For some of us, however, the reasons for its popularity remain totally inexplicable. It’s true they have got their basics right. The staff is young and personable, they dash about giving the impression that they are on the ball, others lower down the rung, swing back and forth from the kitchen bearing their signature dishes, amazing channa bhaturas puffed up to look like desi hot air balloons, or platters sizzling with slabs of spicy panneer, or veg shashlicks, or even more enticingly, coloured drinks that come in curvy glasses filled with crushed ice.
They dodge the kids who invariably run about from multiple sets of grandparents to parents with sticky fingers demanding more ketchup like dodgem car drivers and keep assuring you that your order is being attended to at once.
Obviously, the trick here is to stick to the basics and go for the specials. These are of the high-cholesterol , deep-fried chaats, New Delhi-Mexican-Mumbai street food variety with additional inputs from Italy, by way of cheese and tomato puree. Just breathing in the air will make your lipid levels rise, but maybe that’s half the fun.
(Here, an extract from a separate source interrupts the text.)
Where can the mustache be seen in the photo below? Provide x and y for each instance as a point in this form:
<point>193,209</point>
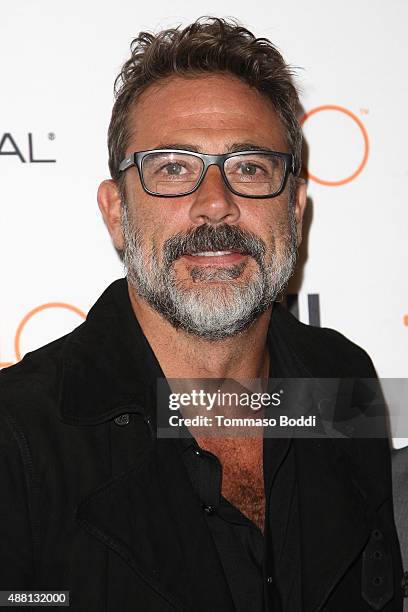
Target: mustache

We had made the mistake of taking their new menu seriously and opting for their Far Eastern delights.
Not only did this mean that we had to wait a good one hour just to get our starters, the ‘world’s best nachos’ corn chips doused in a creamy sauce, which was good, let it be admitted and then almost as long for the main meal. Mind you, we had tried to ask for the miso soup, that was on the menu but not available and agreed to settle for a lemon iced tea, an Italian-style Pizza margherita and after much thought, a Szechwan ratatouille.
Even as I write this, I realize how foolish it is to imagine that a ratatouille made in Szechwan could only be the phoniest of dishes, a messy potage of veggies doused with ketchup and sprinkled with fried rubber bands. It was, however , the pizza that made us gag, a flat barely-cooked pappad-like base with a thin layer of tomato sauce. We grabbed our bill and ran, but outside, the crowds were still waiting just to get a foot in into channa bhatura country.